Впрочем, может, дело не только в этой истории? Сестра Евы умерла во время родов – из-за осложнений, которых можно было избежать. Смерть сестры разделила жизнь ее матери на до и после. Как знать, не пытается ли Ева, став акушеркой, как-то исправить случившееся?
Она гонит эти мысли: довольно копаться в себе.
– Джексон говорил, что ты потрясающая акушерка, – делится с Евой Дирк.
При упоминании его имени перехватывает дыхание.
– Правда?
– Говорил, все женщины в больнице хотели попасть именно к тебе.
В голове, как по замкнутому кругу, бесконечно крутятся вопросы о прошлом Джексона. Нужно кое-что узнать у Дирка, и хотя сейчас, в присутствии Сола, не самый подходящий момент, Ева не сдерживается:
– Джексон рассказывал вам о своей жизни в Лондоне?
– Звонил раз в пару недель. Он не баловал меня деталями и, полагаю, о многом умалчивал. – Дирк откидывается на спинку стула, складывает руки на коленях. – Про тебя я узнал сразу: Джексон сказал, что познакомился с девушкой. Мы ведь вроде говорили по телефону?
Ева кивает. Да, еще до свадьбы, она взяла трубку, пока Джексон был в душе. Ева знала, что звонок международный, и разговор вышел коротким.
– Но вот о том, что он сделал тебе предложение, он промолчал. Я узнал уже после того, как вы поженились, через несколько недель. – Дирк кладет руки на стол, смотрит на Еву. – Я не дал бы ему этого сделать. Так поступить с тобой.
– Я писала вам. Регулярно. – Дирк удивленно смотрит в ответ. – Джексон ничего вам не отправлял?
– Нет, никаких писем.
Хотя Ева ожидала услышать такой ответ, у нее все равно вспыхивают щеки: унизительно быть обманутой во всем.
К пламени свечи слишком близко подлетает мотылек, опаляет крылья и, кружась в смертельном танце, падает в растекшийся воск.
Сол откидывается на стуле; слышно, как шуршит ткань одежды. Пора закрыть эту тему, но Ева не в силах остановиться.

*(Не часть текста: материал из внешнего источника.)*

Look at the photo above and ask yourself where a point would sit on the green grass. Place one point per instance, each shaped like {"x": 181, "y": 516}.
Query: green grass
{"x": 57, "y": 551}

– Зачем он женился на мне?
Дирк тяжело выдыхает.
– Джексон сказал, что ничего не планировал, что просто взял и сделал предложение. А потом понял – именно этого ему и хочется.
Гроза застала их с Джексоном в парке Клэпхэм-Коммон, град бил по ногам, и они спрятались под деревьями, прижались друг к другу. В его теплых объятиях Ева забыла о холоде, о синяках от градин, о ревущем ветре.

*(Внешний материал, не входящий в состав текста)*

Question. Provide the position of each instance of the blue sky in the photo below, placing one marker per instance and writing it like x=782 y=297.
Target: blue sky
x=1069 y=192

Тогда он сказал: «Я хочу провести с тобой всю свою жизнь». Ева взглянула на него и ответила: «Я тоже». И Джексон попросил Еву выйти за него замуж. Он не дарил кольца, не становился на колено – ни на минуту не хотел выпускать ее из объятий. «Да, тысячу раз да», – согласилась она. Может, и это было обманом?.. Глаза наполняются слезами, и Ева прикусывает изнутри щеку, лишь бы не заплакать.
– Знаю, Джексон причинил тебе боль, – говорит Дирк. – Бог его знает, почему он вот так женился на тебе. Нет бы сначала получить развод, сделать все как полагается… Впрочем, мужчины часто совершают глупости, когда влюбляются.
От Сола, сидящего рядом в темноте, идет волна жара.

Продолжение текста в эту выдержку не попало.